Il y a une chose que j’aime bien faire, c’est de rassembler mes étudiants quand je prépare un exposé. J’ai des étudiants en communication et psycho ce qui me donne parfois des auditoires un peu amusants. Et je leur ai posé la question s’ils savaient en gros c’est quoi la radicalisation ? Et en particulier si c’était une notion claire ? A l’unanimité ils m’ont dit que « Oui, c’est très clair, c’est évident. On sait ce que c’est » et ensuite j’ai posé des questions plus précises. Par exemple : selon vous est-ce qu’un leader syndical comme Marc Goblet est radicalisé ? Les réponses étaient plus ambiguës, les trois quarts des psychos disaient que oui, la moitié des communications disaient que non. Et puis je leur ai posé la question des résistants pendant la guerre. Est-ce qu’ils s’étaient radicalisés ? Alors là à l’unanimité tout le monde me dit « Non mais de quoi vous parlez ?» et alors je leur demandais sur quels critères ils se basaient pour dire que Marc Goblet était plus radicalisé que les résistants qui faisaient dérailler un train. Et puis ils me regardaient avec des grands yeux et là je me dis que je n’ai pas perdu mon temps.

C’est le problème de cette notion de radicalisation. Je me suis intéressé à cette notion suite à une sortie de Paul Magnette qui au lendemain des attaques contre Charlie Hebdo et de l’Hyper Cacher à Paris a fait un « Tweet » : « ces barbares radicalisés ne gagneront pas ». Je me suis dit qu’il y avait quelque chose de bizarre dans ce « Tweet » parce que d’un côté on associe une notion qui est« barbare » et de l’autre côté une notion qui est « radicaliser ». Ces deux notions sont difficilement conciliables. Les barbares sont des gens extérieurs. Le terme « barbare » depuis la Haute Antiquité, est utilisé pour désigner tout ce qui est étranger à la société. Le terme barbare vient de « barbaros » c’est du grec qui est la transformation d’une onomatopée. C’était le bruit « Brrr-brrr » qu’émettaient les gens qui n’avaient pas le droit de vote. Pour les anciens, les barbares sont des gens complètement incultes qu’on arrive pas à comprendre, et qui sont d’une angoisse profonde pour la société grecque, c’est la menace permanente. La société grecque se structurant dans une logique de « il faut repousser les ennemis le plus loin possible ». Et ces barbares n’ont pas d’acquis, il n’y a pas de processus. Ils sont barbares et sont définis par ça. De l’autre côté, l’idée de radicalisé sous-entend qu’il y a eu une évolution, quelque chose qui a changé à un moment. C’est quelque chose qui a changé, qui est passé d’un état normal à un état radicalisé. Et dire que les barbares sont radicalisés, dire ceux qui sont barbares ou ceux qui sont radicalisés est problématique. Pour moi c’est un exemple de « doublethinking » qu’Orwell décrit assez bien 1984, ça consiste à associer un concept et son contraire en un seul slogan et qui finalement empêche de penser la réalité. Il y a trois slogans connus : La liberté c’est l’esclavage, la guerre c’est la paix et l’ignorance c’est la force. On est dans le même type de contexte quand associe ces deux notions. Cette notion de radicalisation ou de radicalisé elle se prête bien à cette association parce que justement elle est complètement floue.

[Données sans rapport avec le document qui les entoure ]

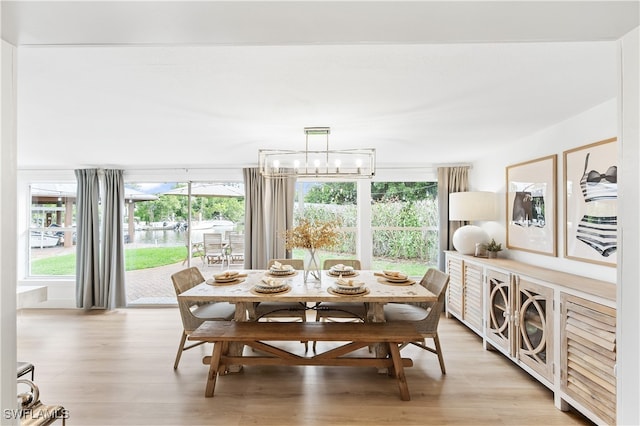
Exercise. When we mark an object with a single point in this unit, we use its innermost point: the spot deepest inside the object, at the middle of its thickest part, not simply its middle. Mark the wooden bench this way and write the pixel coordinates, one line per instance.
(254, 334)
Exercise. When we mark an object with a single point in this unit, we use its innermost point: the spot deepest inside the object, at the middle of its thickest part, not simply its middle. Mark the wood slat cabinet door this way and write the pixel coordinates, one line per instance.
(500, 310)
(588, 355)
(472, 296)
(455, 268)
(534, 324)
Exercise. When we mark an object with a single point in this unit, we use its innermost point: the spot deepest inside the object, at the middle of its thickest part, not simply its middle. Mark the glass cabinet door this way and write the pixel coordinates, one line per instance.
(535, 327)
(499, 324)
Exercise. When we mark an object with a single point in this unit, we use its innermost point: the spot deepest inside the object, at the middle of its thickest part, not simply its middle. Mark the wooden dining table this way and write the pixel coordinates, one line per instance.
(241, 292)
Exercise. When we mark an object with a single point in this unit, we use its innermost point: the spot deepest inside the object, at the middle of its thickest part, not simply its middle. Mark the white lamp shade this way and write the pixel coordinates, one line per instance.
(465, 238)
(467, 206)
(479, 205)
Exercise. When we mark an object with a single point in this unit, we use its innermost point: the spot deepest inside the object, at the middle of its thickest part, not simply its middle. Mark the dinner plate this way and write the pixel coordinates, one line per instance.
(355, 292)
(382, 280)
(395, 279)
(212, 281)
(225, 280)
(282, 273)
(349, 287)
(271, 290)
(337, 273)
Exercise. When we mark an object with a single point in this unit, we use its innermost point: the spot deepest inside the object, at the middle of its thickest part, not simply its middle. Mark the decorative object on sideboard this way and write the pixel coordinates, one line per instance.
(319, 161)
(471, 206)
(493, 248)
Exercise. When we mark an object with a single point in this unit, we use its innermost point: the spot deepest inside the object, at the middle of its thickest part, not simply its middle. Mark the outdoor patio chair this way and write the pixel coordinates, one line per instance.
(194, 314)
(236, 248)
(425, 316)
(214, 248)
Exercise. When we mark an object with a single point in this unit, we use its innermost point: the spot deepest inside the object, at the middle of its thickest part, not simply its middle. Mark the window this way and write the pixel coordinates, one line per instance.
(158, 228)
(52, 230)
(329, 201)
(404, 223)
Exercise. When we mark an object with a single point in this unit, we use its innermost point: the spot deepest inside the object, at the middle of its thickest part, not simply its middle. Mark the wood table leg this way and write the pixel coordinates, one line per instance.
(235, 348)
(213, 369)
(399, 372)
(375, 313)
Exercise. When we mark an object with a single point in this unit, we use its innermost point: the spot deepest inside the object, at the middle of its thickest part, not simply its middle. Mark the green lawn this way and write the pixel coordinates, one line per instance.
(152, 257)
(139, 258)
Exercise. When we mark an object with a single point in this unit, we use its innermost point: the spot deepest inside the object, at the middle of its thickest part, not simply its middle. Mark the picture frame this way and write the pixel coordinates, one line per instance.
(591, 202)
(532, 205)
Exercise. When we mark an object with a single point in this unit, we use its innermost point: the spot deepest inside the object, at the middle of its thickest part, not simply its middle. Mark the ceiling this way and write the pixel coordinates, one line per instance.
(206, 84)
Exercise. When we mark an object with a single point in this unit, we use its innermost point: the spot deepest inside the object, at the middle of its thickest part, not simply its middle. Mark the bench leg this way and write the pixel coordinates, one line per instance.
(213, 369)
(399, 371)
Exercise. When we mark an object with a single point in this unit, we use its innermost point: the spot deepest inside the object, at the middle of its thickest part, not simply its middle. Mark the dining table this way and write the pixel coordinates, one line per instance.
(241, 291)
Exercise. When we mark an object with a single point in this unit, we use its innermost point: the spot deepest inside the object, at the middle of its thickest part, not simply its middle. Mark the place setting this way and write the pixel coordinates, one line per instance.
(394, 278)
(269, 285)
(280, 270)
(227, 278)
(341, 270)
(348, 287)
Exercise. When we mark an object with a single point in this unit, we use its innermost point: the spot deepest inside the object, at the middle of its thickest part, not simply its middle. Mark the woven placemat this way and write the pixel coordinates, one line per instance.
(335, 292)
(287, 288)
(386, 282)
(212, 281)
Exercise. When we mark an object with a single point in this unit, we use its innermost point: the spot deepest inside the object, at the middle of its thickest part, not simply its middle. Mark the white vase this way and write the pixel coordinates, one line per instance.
(311, 265)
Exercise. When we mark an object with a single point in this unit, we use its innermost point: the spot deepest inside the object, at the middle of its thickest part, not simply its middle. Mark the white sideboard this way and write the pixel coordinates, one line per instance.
(558, 327)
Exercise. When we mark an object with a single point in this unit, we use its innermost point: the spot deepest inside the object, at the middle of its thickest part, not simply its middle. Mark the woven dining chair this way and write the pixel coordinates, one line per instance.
(194, 314)
(425, 316)
(270, 310)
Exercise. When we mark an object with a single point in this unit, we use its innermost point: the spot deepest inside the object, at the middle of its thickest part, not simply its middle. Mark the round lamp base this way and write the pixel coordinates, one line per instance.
(465, 238)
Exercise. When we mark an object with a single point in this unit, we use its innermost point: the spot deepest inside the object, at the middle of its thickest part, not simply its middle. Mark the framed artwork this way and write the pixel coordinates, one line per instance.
(591, 203)
(532, 206)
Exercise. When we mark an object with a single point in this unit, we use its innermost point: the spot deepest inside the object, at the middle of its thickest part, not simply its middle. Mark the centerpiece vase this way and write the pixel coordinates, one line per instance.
(311, 265)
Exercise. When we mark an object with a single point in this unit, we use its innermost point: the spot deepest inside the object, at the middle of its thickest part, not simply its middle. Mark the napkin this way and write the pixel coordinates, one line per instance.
(341, 267)
(277, 266)
(395, 274)
(226, 275)
(349, 283)
(272, 282)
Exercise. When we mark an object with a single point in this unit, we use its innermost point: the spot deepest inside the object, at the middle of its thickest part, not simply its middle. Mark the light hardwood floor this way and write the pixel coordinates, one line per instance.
(116, 368)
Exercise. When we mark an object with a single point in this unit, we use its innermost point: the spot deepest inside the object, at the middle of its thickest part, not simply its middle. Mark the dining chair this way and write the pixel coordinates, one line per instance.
(425, 316)
(214, 249)
(270, 310)
(194, 314)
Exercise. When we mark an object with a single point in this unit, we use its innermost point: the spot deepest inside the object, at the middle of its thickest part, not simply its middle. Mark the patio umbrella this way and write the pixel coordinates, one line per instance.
(208, 190)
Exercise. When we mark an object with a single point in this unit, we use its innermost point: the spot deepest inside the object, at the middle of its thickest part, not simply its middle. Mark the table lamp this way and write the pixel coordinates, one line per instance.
(470, 206)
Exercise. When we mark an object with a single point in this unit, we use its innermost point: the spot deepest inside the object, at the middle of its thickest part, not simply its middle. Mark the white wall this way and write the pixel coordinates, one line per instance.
(618, 117)
(628, 265)
(8, 163)
(489, 174)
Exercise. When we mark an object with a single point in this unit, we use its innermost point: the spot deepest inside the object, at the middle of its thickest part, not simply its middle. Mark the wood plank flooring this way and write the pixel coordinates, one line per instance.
(116, 368)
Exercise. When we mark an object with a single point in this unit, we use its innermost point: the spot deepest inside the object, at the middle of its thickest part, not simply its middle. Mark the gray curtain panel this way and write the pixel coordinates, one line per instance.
(268, 213)
(87, 239)
(112, 272)
(450, 179)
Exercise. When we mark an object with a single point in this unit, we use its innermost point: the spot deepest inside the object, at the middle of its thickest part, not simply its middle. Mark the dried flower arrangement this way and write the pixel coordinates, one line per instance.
(310, 234)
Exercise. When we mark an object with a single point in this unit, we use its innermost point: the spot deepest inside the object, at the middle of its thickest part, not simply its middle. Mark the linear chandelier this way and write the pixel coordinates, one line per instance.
(320, 162)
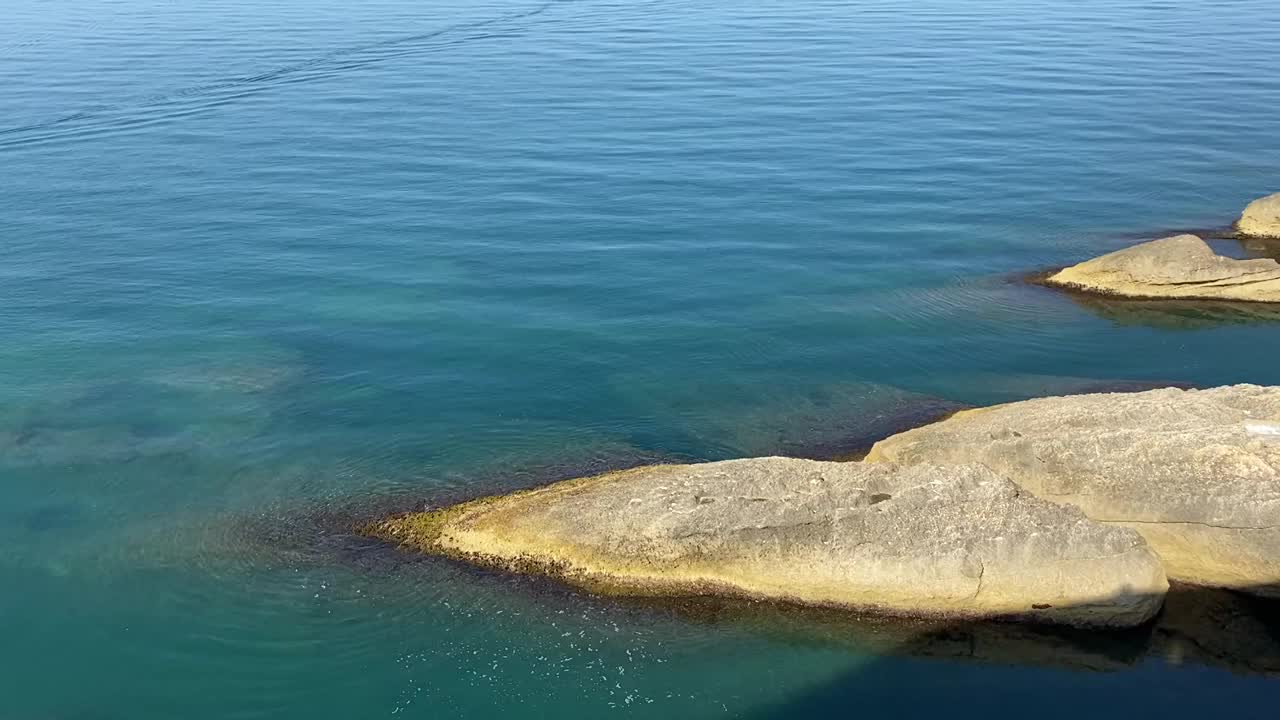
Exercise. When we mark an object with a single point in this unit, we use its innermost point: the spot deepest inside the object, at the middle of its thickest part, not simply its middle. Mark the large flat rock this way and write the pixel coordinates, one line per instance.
(1180, 267)
(1196, 472)
(919, 541)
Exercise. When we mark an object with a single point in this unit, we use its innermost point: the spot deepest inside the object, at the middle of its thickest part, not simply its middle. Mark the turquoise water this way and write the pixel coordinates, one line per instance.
(266, 268)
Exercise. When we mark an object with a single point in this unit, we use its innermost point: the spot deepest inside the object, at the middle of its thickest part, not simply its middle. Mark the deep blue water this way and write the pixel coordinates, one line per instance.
(266, 264)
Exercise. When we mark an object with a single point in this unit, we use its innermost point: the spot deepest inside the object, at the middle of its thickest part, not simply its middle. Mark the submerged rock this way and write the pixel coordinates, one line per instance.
(1180, 267)
(1261, 218)
(1196, 472)
(956, 542)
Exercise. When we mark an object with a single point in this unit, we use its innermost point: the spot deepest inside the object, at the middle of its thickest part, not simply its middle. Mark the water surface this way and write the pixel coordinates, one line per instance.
(266, 261)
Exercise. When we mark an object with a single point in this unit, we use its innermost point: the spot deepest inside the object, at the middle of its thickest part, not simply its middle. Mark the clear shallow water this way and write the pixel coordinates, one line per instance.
(268, 261)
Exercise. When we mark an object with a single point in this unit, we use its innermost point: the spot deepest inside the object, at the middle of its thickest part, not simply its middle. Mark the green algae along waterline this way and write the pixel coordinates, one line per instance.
(270, 270)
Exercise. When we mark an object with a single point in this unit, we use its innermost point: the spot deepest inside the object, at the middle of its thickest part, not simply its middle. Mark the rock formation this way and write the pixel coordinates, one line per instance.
(924, 541)
(1182, 267)
(1261, 218)
(1196, 472)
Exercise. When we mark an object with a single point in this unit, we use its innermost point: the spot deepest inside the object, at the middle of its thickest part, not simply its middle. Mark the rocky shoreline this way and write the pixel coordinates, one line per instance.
(1073, 510)
(1183, 267)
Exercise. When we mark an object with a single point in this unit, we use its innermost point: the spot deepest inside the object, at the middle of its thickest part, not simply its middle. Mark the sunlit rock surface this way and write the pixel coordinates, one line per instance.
(954, 542)
(1180, 267)
(1196, 472)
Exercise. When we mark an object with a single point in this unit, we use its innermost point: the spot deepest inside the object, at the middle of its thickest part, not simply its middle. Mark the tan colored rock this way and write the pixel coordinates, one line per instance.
(1196, 472)
(1261, 218)
(956, 542)
(1180, 267)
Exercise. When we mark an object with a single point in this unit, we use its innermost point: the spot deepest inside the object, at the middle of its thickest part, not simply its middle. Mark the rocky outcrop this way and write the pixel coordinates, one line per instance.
(1196, 472)
(1261, 218)
(954, 542)
(1180, 267)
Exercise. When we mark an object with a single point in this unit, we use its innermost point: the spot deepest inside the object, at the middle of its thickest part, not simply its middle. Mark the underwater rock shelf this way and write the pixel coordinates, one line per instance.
(1064, 510)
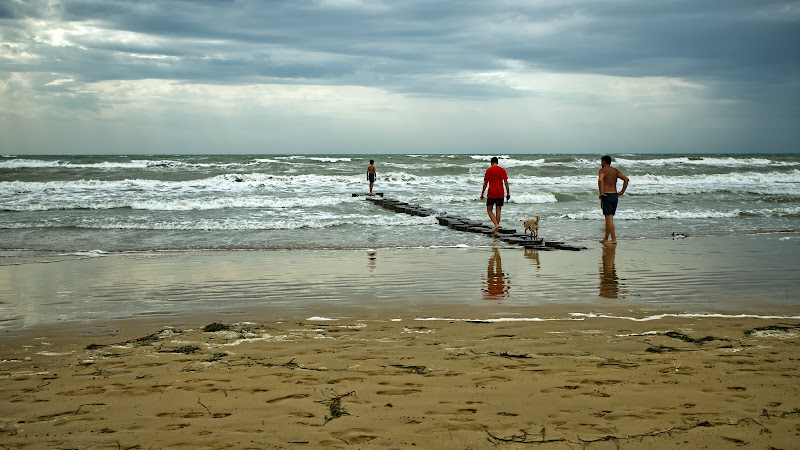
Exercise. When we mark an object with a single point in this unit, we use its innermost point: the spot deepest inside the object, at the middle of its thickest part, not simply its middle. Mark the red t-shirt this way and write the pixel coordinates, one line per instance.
(495, 176)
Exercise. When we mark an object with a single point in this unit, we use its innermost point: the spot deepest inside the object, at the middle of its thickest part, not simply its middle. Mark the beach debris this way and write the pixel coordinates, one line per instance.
(779, 328)
(510, 355)
(618, 363)
(686, 338)
(335, 407)
(186, 349)
(419, 370)
(527, 438)
(507, 235)
(661, 349)
(150, 339)
(216, 357)
(210, 328)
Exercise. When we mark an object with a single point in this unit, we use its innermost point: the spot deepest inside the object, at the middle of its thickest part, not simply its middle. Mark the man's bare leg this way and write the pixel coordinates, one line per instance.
(493, 218)
(611, 236)
(497, 214)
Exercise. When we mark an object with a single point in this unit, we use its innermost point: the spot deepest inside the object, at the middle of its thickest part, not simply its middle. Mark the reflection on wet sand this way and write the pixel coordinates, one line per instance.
(533, 255)
(609, 282)
(496, 286)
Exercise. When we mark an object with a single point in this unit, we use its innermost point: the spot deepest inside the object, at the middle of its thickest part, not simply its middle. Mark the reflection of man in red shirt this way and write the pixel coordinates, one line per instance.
(495, 177)
(496, 280)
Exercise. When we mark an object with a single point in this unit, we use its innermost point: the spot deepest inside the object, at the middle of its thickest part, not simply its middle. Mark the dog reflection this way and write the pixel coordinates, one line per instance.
(533, 255)
(372, 258)
(609, 282)
(496, 286)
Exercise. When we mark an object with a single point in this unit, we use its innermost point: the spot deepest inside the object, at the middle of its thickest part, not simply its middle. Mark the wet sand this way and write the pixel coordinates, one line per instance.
(659, 344)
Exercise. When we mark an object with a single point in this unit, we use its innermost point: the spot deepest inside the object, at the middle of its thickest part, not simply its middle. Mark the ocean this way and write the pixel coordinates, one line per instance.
(225, 202)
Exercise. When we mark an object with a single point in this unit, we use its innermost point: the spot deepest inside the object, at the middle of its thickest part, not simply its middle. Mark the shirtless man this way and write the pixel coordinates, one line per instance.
(371, 175)
(607, 184)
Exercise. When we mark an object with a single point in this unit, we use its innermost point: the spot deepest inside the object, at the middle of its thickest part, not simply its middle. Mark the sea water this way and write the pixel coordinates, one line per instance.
(177, 202)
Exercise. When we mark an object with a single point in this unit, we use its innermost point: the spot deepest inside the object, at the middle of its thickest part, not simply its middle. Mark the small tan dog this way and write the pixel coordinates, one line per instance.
(532, 226)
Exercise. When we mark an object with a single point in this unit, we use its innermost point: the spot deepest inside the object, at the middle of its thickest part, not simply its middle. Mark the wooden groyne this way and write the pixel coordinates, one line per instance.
(507, 235)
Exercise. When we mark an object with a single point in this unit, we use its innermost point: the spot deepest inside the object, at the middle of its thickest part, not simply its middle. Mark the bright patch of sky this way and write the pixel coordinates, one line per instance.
(363, 76)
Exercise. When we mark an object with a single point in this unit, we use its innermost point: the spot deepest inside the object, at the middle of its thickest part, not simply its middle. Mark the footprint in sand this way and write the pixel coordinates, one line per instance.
(355, 436)
(399, 392)
(485, 381)
(288, 397)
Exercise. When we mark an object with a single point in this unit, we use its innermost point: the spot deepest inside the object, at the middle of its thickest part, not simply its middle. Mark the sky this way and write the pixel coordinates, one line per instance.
(410, 76)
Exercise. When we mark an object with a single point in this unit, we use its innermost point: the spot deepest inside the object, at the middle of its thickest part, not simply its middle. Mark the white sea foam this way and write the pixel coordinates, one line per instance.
(227, 223)
(584, 316)
(627, 214)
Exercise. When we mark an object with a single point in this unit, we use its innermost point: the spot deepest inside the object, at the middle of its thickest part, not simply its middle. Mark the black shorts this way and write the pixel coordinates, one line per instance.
(494, 201)
(609, 203)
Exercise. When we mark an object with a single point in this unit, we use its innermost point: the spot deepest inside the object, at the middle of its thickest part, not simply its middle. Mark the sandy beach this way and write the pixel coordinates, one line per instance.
(596, 383)
(645, 349)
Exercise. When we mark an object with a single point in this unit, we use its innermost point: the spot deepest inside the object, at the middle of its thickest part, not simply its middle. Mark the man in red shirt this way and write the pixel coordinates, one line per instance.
(495, 177)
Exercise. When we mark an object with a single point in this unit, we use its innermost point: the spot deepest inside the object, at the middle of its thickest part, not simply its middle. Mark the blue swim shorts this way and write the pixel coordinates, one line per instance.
(494, 201)
(609, 203)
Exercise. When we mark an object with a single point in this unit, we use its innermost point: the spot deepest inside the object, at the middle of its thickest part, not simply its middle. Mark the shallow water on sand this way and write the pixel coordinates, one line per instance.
(753, 274)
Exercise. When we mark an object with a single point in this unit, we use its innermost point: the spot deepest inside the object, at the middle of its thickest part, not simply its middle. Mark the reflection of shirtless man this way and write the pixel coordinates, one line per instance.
(371, 175)
(607, 184)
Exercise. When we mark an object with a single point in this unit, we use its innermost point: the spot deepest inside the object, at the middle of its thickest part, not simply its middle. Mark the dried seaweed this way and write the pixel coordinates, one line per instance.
(212, 327)
(335, 407)
(419, 370)
(695, 341)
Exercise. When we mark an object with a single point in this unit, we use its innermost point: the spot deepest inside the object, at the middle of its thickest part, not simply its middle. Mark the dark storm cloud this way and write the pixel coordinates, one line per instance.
(717, 39)
(742, 50)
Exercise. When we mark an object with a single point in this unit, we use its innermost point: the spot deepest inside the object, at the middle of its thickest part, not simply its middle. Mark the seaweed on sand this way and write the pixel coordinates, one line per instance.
(419, 370)
(784, 328)
(335, 407)
(212, 327)
(686, 338)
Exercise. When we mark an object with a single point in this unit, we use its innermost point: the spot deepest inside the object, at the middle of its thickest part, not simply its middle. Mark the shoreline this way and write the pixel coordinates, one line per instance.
(664, 343)
(595, 383)
(637, 278)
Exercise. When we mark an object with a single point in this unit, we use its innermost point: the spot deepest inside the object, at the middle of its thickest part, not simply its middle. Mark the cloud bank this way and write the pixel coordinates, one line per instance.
(362, 76)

Alors on peut trouver son origine, le début de cette diffusion remonte aux années 2000, à partir du 11 septembre 2001 ou toute une série de lobbies ont publiés des rapports visant à guider les autorités américaines dans la réponse adéquate apportée à la suite des attentats. La plupart de ces publications s’appuient sur un constat : dans nos sociétés nous avons des terroristes qui ont grandi parmi nous et il y a un besoin d’aller les chercher. Tous ces lobbys vont avoir une littérature qui ne sera pas du tout prise en compte en Europe, à priori. En 2005 ça change, il y a les attentats de Madrid, les attentats de Londres, un assassinat à Amsterdam et dans la suite, la Commission européenne commandite toute une série d’étude visant à commencer une stratégie intégrée de lutte contre la radicalisation.

C’est la Commission européenne qui, la première, va introduire l’idée de radicalisation comme un problème. Une chose sur laquelle travailler. Elle commandite cinq institutions différentes, dont une qui est composée de professeurs d’universités très importants, tous extrêmement diplômés et tous extrêmement érudits. Ce groupe d’experts va plancher pendant un an et demi sur la notion de la radicalisation et va fournir un rapport qui est absolument tordant à lire. Si vous arrivez à le trouver, ça vaut vraiment la peine parce qu’évidemment il n’a pas été publié.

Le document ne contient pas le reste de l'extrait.